Several factors could explain why the intervention had no effect, including that the average cost savings to participants was more modest than expected. Researchers said that eliminating copayments may have a bigger impact among people who would otherwise bear a higher cost for medications, such as those who lack health insurance.
They also said that study participants had a relatively high rate of medication adherence at baseline and a lower rate of cardiac events than anticipated. Multiple reasons aside from costs may also influence a person's ability to access medical care and keep up with preventive medications, Manns said.
"It's not necessarily that cost isn't an issue, but low-income people are facing many, many barriers, and cost is only one piece of the puzzle," he said.

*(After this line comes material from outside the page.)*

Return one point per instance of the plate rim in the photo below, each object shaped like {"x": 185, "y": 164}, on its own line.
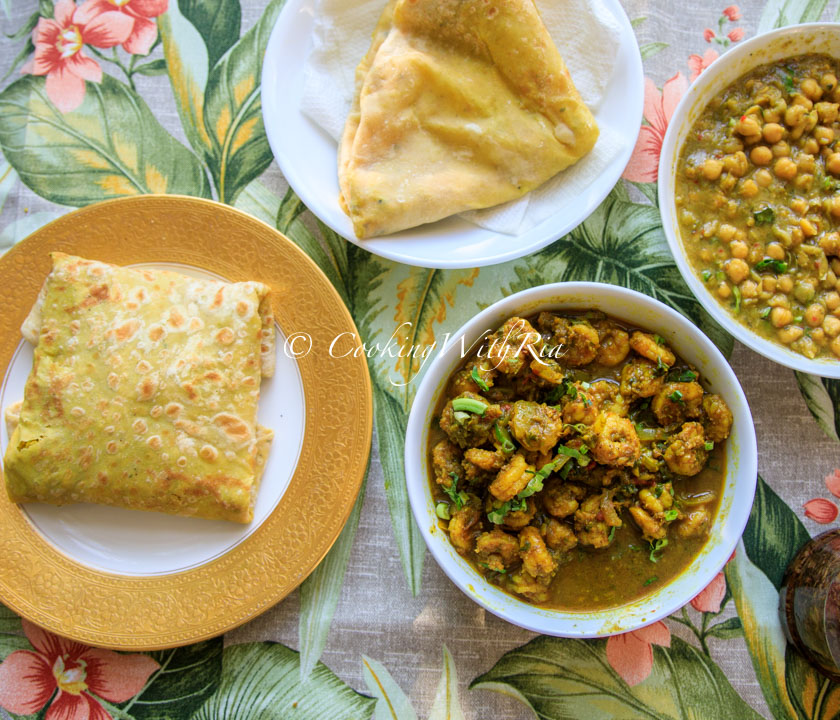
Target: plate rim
{"x": 271, "y": 72}
{"x": 24, "y": 553}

Although the findings suggest the current copay structure in Alberta, Canada, is not overly burdensome for low-income seniors who have access to universal medication insurance, researchers said further studies could help elucidate whether a similar intervention might have more of an impact among other groups of people, such as those who are uninsured or those living in the U.S., where the average person spends $1,500 per year on prescription drugs.
The trial incorporated a second intervention to assess whether patient education and support could improve outcomes. The two interventions did not affect each other, and the findings from the educational intervention part of the study will be reported separately.
This work was supported by Alberta Innovates-Health Solutions, the University of Calgary Clinical Research Fund and the Canadian Institutes of Health Research through a Foundation Grant.
This study was simultaneously published online in the journal Circulation at the time of presentation.